Sur le flanc des rochers pousse une herbe drue qui nourrit les chèvres dont le poil blanc ou roux fait tache dans la verdure ; au pied, sur le rivage, croissent le cocotier, l’arbre à pain, l’oranger, le pandanus, le bois de rose, le tamanu, le purau, le bananier. Les graines potagères réussissent dans le jardin du Résident et d’avril à septembre, dans la saison relativement fraîche, on peut récolter quelques maigres légumes, voire des fraises…
L’eau manque. Pas une rivière, pas un ruisseau. Çà et là, entre deux roches, un trou où s’amassent les suintements de la montagne et c’est tout. L’absence d’eau courante ne serait-elle pas aussi pour quelque chose dans le dépérissement des Mangaréviens ? C’est cette eau si rare que boivent les indigènes et qui leur sert pour tous les usages domestiques. Rien, semble-t-il, n’atteste la pauvreté du sol comme cette pénurie d’eau fraîche, de la boisson la plus naturelle et la plus hygiénique en dépit des chartreux.
Des porcs, quelques moutons, des poules et des canards constituent avec les chèvres sauvages toute la nourriture animale ici. Point de bœufs ni de chevaux… Je me trompe, à Rikitea, il y a deux chevaux !
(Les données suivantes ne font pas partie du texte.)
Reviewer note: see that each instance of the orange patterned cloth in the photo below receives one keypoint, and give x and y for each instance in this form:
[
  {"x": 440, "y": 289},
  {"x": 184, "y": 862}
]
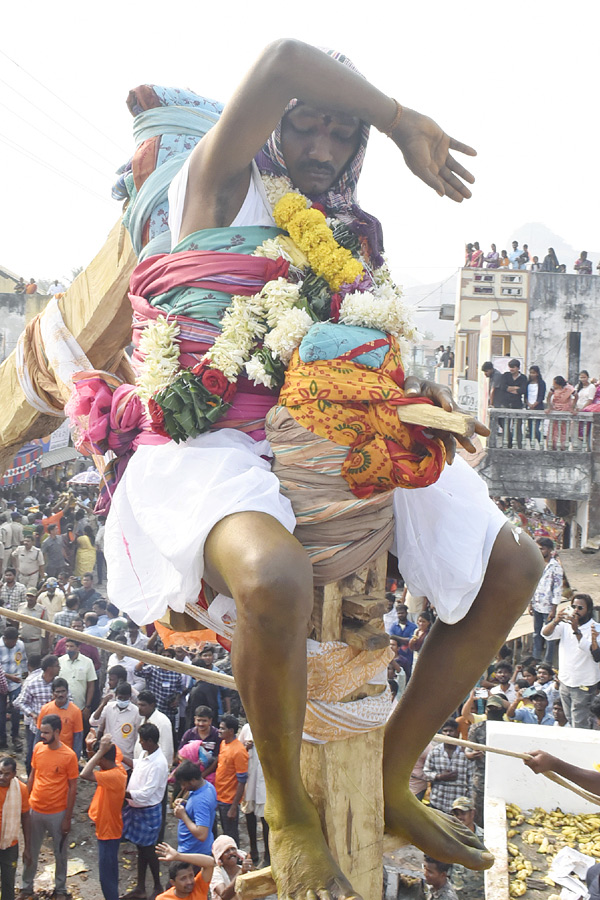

Mais, si la terre est misérable, la mer est riche et n’est point avare. Comme aux Tuamotu elle renferme des trésors, trésors symbolisés par l’ornementation intérieure de Notre-Dame de Rikitea. Sous la direction des Pères, les indigènes ont enrichi les colonnades et les murs d’un placage de nacres découpées avec un art véritable. Il y a une treille dont les feuilles sont des valves de grandes huîtres et les raisins de petits coquillages ronds. L’œil placé au centre du triangle, au-dessus du tabernacle, est une très grosse perle. L’ensemble est celui d’un palais sous-marin, d’une décoration de féerie. Les nuances variées et changeantes de la nacre émerveillent, éblouissent. Ce sont des reflets d’or, d’argent, de diamant, de pierres fines, toute la gamme des matières précieuses que l’homme sauvage ou civilisé, toujours un grand enfant, recherche pour leur beauté, leur éclat, leur rareté, richesses dont sa vanité fait le prix et son imagination la poésie.